Secondo gli atti, il canone annuale posto a base della gara è pari a 53.222,40 euro, corrispondenti a circa 4.435 euro al mese. La concessione avrà una durata di 30 anni e non sarà previsto il rinnovo automatico.
Il futuro concessionario dovrà però farsi carico di tutti gli interventi necessari per rendere utilizzabile il bene.
L’amministrazione ha stimato in circa 1,5 milioni di euro il costo delle opere di demolizione e ricostruzione dell’immobile, oltre agli ulteriori oneri tecnici e autorizzativi.
Saranno inoltre a carico del concessionario sia la manutenzione ordinaria sia quella straordinaria.
Un immobile difficile da valorizzare
La scelta della concessione a privati nasce anche dalle particolari caratteristiche del capannone.
Come evidenziato nei precedenti provvedimenti, l’immobile si trova in una posizione non facilmente accessibile rispetto alla viabilità principale della zona industriale.
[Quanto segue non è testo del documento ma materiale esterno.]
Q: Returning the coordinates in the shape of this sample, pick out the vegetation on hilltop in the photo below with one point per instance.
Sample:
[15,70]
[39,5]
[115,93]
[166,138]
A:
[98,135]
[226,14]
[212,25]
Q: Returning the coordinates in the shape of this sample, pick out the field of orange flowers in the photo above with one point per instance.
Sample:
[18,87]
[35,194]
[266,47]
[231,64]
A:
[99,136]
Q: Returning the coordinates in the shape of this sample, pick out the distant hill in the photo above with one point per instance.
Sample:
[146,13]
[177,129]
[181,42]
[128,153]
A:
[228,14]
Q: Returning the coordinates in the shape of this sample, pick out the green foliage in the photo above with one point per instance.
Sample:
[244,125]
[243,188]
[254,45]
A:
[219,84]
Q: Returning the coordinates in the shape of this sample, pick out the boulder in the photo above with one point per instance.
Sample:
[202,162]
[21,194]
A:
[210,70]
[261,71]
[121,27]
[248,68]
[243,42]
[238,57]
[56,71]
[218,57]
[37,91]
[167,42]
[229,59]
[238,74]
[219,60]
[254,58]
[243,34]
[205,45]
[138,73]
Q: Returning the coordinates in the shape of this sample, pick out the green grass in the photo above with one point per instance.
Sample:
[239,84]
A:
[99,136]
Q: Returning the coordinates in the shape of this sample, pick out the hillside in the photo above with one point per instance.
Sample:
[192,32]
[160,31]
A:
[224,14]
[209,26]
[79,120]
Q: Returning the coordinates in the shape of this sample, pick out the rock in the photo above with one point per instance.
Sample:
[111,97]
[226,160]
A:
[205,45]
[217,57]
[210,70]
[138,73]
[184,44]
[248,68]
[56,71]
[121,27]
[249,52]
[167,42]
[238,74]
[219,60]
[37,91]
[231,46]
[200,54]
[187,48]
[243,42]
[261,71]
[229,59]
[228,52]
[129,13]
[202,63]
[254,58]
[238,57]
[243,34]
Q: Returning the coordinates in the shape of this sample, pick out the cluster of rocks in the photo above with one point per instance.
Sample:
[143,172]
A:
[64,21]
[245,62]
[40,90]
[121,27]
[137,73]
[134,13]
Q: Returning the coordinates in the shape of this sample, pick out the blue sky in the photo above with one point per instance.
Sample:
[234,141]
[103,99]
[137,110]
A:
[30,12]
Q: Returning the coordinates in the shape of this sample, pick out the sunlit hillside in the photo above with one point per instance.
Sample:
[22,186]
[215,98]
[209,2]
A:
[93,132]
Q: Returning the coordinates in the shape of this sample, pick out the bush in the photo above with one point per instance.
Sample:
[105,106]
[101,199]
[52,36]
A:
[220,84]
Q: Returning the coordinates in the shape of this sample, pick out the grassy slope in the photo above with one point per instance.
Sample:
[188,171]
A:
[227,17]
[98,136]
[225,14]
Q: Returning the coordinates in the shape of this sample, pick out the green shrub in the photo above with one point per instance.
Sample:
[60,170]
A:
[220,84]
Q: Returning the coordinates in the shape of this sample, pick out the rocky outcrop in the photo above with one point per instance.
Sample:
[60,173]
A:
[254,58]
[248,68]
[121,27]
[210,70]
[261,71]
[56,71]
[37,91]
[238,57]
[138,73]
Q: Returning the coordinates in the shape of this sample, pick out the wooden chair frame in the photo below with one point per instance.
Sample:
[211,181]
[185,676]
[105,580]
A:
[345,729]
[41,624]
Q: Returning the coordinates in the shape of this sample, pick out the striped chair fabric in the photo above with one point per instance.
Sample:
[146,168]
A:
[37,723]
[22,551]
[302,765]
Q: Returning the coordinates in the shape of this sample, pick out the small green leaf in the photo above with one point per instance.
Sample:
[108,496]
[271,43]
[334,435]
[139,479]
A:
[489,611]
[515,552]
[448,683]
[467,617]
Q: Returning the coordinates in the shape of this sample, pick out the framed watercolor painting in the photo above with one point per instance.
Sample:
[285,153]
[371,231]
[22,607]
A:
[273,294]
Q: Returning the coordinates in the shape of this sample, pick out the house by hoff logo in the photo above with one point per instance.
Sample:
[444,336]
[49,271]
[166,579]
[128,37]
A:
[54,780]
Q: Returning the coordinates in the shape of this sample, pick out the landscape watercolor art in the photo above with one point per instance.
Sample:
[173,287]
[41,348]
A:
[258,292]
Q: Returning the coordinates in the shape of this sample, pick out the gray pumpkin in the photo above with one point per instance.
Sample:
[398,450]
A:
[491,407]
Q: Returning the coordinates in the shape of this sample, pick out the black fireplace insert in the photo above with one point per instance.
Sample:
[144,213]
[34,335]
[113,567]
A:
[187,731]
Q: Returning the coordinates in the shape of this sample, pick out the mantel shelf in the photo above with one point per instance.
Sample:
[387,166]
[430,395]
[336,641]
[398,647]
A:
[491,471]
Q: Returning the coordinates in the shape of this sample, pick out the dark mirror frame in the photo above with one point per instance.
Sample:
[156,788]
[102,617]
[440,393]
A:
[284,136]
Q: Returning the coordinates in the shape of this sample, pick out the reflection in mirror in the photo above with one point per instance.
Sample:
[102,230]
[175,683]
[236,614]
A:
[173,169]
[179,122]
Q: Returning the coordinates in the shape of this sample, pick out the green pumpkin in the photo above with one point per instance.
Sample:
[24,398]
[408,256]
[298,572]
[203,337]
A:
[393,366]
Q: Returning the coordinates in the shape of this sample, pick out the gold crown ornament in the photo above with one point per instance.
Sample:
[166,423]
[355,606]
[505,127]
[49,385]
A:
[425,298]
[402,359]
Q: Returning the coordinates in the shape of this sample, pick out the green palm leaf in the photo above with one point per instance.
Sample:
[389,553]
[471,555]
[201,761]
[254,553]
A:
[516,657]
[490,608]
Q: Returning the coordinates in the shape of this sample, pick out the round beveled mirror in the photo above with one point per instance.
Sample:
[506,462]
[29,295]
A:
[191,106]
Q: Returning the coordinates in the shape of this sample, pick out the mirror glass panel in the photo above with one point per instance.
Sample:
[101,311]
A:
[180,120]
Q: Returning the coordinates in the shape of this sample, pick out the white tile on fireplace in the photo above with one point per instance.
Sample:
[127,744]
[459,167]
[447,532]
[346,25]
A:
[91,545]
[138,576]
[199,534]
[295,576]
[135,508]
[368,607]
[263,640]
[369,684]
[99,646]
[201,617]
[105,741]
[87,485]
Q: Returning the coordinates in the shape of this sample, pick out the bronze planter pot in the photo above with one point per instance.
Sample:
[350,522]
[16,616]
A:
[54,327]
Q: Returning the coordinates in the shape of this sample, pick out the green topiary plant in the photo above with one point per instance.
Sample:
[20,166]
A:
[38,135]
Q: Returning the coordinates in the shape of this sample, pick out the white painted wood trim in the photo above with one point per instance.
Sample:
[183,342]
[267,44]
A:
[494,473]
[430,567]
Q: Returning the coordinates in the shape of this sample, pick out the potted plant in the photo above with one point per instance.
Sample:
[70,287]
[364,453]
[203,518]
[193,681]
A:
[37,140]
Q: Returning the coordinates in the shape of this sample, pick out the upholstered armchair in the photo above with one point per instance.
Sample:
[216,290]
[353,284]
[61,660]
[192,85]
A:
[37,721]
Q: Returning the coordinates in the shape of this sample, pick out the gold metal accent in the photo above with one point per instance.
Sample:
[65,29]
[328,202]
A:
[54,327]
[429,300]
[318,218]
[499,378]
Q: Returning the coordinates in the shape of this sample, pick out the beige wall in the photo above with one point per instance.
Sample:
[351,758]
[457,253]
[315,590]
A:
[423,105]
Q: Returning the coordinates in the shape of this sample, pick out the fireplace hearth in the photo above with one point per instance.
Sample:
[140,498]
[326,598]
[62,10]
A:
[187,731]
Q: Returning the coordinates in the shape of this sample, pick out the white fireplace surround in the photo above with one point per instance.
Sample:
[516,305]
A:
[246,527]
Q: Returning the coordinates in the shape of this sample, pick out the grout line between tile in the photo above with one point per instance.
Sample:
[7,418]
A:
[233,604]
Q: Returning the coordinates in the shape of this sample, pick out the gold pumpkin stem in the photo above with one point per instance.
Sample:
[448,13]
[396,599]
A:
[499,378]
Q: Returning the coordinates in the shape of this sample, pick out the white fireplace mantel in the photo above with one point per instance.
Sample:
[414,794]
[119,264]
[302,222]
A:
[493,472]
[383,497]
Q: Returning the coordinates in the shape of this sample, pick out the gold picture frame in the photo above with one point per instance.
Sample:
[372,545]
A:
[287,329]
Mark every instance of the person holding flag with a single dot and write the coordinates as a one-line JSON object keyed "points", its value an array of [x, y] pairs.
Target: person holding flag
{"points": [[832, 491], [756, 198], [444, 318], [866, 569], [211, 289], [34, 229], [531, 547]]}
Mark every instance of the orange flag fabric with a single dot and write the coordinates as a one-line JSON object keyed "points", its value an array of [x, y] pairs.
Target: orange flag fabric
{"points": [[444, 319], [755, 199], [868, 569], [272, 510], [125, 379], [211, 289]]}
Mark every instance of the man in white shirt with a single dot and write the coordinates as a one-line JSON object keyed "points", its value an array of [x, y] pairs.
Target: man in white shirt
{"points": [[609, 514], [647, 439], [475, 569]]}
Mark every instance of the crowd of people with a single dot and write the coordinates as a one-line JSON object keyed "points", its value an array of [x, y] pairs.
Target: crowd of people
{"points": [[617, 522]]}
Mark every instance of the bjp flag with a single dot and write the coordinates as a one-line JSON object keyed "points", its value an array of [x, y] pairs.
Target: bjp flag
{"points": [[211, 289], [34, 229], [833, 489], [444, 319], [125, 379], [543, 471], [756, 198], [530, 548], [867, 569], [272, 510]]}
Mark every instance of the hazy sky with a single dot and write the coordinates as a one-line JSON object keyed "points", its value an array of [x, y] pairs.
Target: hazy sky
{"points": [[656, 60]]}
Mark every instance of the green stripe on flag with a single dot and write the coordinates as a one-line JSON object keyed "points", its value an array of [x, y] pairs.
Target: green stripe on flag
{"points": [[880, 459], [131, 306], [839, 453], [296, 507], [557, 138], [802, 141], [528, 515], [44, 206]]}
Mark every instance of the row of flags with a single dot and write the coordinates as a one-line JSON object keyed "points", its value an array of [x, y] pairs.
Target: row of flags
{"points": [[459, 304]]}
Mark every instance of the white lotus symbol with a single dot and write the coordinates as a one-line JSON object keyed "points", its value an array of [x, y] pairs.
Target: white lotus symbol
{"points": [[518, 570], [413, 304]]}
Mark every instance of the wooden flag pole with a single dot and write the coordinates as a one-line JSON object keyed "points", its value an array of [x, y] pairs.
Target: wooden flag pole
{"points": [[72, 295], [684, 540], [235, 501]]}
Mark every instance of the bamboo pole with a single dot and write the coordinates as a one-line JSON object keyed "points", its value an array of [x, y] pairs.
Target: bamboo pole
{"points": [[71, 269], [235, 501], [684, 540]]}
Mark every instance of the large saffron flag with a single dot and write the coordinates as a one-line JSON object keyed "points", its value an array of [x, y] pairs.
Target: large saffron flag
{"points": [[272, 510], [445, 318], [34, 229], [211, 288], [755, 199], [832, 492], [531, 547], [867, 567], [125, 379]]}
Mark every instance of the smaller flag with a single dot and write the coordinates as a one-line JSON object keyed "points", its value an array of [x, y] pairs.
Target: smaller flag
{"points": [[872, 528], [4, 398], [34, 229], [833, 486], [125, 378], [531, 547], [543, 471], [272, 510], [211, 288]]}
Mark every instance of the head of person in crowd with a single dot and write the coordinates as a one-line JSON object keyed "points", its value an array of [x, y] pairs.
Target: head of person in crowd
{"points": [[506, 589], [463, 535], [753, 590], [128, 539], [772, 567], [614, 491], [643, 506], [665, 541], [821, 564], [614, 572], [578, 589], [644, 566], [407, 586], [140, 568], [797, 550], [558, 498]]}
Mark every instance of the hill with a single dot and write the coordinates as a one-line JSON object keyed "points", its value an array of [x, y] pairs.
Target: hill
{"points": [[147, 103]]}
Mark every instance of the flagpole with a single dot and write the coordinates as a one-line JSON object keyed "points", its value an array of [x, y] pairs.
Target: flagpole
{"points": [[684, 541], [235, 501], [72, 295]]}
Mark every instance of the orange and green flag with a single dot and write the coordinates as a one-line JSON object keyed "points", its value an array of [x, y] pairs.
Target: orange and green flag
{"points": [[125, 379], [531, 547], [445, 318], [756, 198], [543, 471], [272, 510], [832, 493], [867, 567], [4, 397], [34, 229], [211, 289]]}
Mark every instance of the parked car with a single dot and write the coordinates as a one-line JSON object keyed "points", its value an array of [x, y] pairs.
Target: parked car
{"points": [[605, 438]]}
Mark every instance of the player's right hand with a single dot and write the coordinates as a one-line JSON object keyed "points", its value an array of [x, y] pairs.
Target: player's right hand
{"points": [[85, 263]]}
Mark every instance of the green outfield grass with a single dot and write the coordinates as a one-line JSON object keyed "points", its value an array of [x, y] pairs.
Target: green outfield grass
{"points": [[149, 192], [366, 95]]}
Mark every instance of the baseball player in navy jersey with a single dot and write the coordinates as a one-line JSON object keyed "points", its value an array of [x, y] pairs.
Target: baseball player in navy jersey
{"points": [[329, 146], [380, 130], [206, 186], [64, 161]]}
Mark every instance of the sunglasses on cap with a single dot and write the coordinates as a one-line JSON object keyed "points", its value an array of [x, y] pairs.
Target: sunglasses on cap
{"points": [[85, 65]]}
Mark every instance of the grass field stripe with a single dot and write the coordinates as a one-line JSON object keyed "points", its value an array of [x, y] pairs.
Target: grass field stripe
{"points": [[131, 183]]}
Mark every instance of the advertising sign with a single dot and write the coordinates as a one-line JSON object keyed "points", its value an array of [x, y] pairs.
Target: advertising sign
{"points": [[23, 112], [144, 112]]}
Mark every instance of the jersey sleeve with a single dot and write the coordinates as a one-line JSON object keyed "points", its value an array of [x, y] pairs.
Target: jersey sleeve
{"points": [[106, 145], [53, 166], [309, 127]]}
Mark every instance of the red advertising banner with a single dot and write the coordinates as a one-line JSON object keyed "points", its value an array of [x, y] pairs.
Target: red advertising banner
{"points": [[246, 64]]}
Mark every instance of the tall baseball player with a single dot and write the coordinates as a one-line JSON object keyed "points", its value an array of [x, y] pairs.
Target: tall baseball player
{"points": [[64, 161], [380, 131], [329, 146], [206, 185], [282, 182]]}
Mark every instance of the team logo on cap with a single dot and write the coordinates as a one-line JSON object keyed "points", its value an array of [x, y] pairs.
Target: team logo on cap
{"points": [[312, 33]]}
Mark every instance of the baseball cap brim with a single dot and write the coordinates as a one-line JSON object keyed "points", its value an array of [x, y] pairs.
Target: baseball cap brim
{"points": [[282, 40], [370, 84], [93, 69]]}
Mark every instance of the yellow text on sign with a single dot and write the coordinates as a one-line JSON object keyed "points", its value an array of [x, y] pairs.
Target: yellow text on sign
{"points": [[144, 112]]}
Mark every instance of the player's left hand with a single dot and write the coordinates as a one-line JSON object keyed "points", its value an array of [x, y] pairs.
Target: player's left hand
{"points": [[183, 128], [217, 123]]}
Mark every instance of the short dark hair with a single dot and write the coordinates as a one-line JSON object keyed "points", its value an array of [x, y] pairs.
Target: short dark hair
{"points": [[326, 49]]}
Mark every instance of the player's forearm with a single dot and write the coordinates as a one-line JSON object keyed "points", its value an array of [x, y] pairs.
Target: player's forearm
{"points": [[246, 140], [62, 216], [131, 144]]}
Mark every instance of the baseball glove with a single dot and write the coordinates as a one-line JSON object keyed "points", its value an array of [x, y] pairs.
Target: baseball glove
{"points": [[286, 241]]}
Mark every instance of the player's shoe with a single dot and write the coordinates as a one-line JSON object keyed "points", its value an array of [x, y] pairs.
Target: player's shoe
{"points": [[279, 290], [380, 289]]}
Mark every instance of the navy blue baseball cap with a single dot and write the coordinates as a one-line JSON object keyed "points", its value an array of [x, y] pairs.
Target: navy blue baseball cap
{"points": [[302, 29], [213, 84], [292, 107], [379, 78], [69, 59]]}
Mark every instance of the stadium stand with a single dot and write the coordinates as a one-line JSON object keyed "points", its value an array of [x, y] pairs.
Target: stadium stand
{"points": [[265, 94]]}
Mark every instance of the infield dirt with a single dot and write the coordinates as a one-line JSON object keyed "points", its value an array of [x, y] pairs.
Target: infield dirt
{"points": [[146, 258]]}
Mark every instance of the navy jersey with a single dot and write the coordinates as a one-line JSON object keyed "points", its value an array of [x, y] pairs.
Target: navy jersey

Il bene infatti si trova in una zona nascosta rispetto alla viabilità principale. L’accesso è possibile soltanto attraverso uno stretto stradello che attraversa un terreno di proprietà privata e sul quale esiste soltanto una servitù di passaggio.
A questo si aggiunge la necessità di interventi edilizi significativi per riportare la struttura a condizioni di piena funzionalità.
Proprio queste criticità avevano reso difficile l’attuazione di un progetto sociale diretto da parte dell’ente.
Ci saranno acquirenti interessati?
Pur essendo destinato a un’attività economica, il bene continuerà comunque a mantenere una finalità pubblica indiretta.
La normativa che disciplina i beni confiscati prevede infatti che gli introiti derivanti dalla concessione siano reimpiegati per finalità sociali oppure per sostenere interventi di manutenzione e valorizzazione di altri immobili confiscati alla criminalità organizzata.
L’obiettivo del Comune è quindi quello di trasformare un immobile oggi inutilizzato in una risorsa economica capace di generare benefici per la collettività.
Con la pubblicazione del bando si apre ora la fase decisiva.
Sarà il mercato a dire se esistono operatori interessati a investire sul capannone di via dell’Industria ad Aprilia, assumendosi l’onere della riqualificazione in cambio di una concessione trentennale.
Se l’asta andrà a buon fine, il bene confiscato potrà finalmente trovare una nuova funzione dopo anni di inutilizzo.